Il en faut du temps à chacun pour se connaître et connaître les autres, au fil de son histoire, au cœur de ses relations ! Combien de temps a-t-il fallu aussi à l’humanité pour devenir ce qu’elle est, pour découvrir et apprendre ce qu’elle sait et ne sait pas encore de l’univers, de la terre, de l’histoire ? Combien de temps lui a-t-il fallu et lui faudra-t-il encore pour chercher et découvrir ce qu’elle met sous le mot « Dieu », et comment elle en a fait et en fait encore usage ? La connaissance et la recherche spirituelle de Dieu dans la Bible se déroule dans le cadre d’une succession d’événements et de générations. Elle n’est pas un traité dogmatique mais un recueil de récits qui racontent l’histoire d’une Alliance et d’une relation amicale et amoureuse entre Dieu et les hommes. C’est dans cette logique que les croyants, au long d’une histoire mouvementée faite de joies et de larmes, de trahisons et de réconciliations, ont appris à découvrir et connaître Dieu. C’est dans ce cadre que Dieu leur a révélé progressivement qui il est. La fête de la Trinité-Sainte clôture le cycle annuel des grandes fêtes chrétiennes, depuis le temps de Noël jusqu’à la fin de l’octave de Pentecôte. Toutes ces fêtes ont pour raison d’être de faire connaître qui est le Dieu-Sauveur des hommes en Jésus Christ, et de proclamer qu’il est Père, Fils et Esprit Saint.

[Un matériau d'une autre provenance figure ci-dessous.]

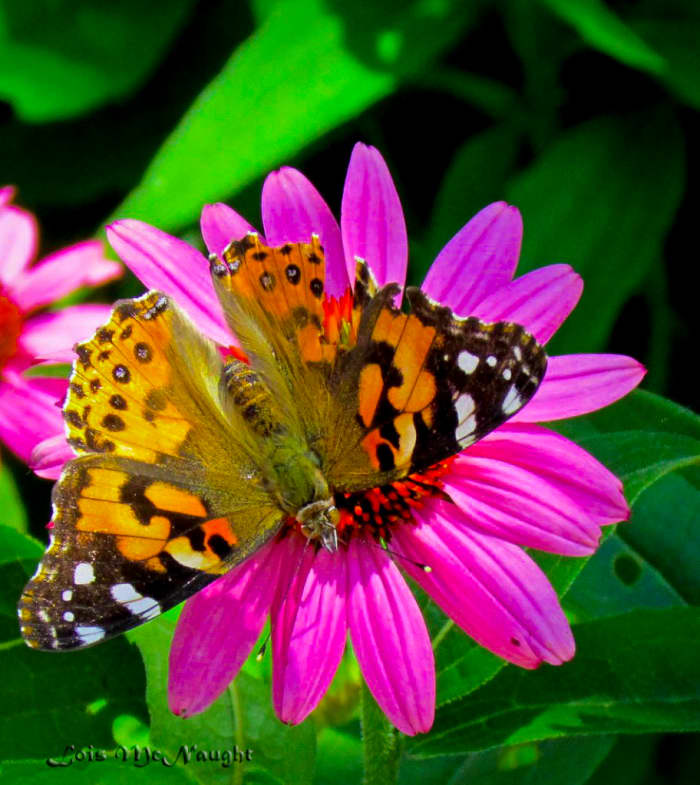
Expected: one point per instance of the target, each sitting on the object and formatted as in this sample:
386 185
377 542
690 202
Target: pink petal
29 412
220 224
563 464
309 627
170 265
390 639
371 217
540 301
492 589
292 209
478 260
18 241
518 505
217 630
52 336
580 383
7 193
50 456
62 273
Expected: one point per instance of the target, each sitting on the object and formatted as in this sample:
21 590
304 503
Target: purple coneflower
523 485
28 413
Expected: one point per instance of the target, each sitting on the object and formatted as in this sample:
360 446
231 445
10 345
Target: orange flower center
10 329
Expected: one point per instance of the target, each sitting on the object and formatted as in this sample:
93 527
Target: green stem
237 770
381 743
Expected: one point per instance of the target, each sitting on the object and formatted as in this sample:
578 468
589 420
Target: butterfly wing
166 493
419 387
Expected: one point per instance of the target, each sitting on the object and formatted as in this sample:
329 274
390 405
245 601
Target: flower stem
381 743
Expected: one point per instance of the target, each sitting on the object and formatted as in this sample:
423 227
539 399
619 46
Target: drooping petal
309 627
390 639
52 336
220 224
217 630
491 588
540 300
478 260
18 241
563 464
372 219
29 412
63 272
173 267
580 383
7 194
518 505
292 209
49 457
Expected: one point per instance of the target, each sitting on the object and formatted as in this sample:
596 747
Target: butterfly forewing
166 495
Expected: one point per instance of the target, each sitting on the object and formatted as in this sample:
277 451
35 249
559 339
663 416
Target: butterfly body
187 463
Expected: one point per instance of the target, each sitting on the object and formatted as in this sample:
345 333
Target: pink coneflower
28 413
522 485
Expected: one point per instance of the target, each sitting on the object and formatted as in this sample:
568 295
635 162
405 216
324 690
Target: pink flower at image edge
31 335
522 485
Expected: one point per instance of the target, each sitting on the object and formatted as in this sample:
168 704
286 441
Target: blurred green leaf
601 198
60 58
476 176
635 673
601 28
332 60
617 580
554 762
241 716
13 513
677 40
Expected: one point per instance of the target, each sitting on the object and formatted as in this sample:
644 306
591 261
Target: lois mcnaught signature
142 756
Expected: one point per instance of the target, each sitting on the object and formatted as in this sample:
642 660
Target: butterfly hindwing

Le premier texte de ce dimanche est extrait du Livre de l’Exode. Le peuple d’Israël, esclave en Égypte, a franchi la mer et le voilà libéré. Mais il lui faudra une longue traversée du désert pour vivre les premiers apprentissages de sa liberté et surtout pour découvrir et connaître son libérateur. C’est à Moïse que Dieu adresse une déclaration solennelle, pour qu’il la transmette au peuple. Le Dieu de la Bible dévoile son nom et qui il est.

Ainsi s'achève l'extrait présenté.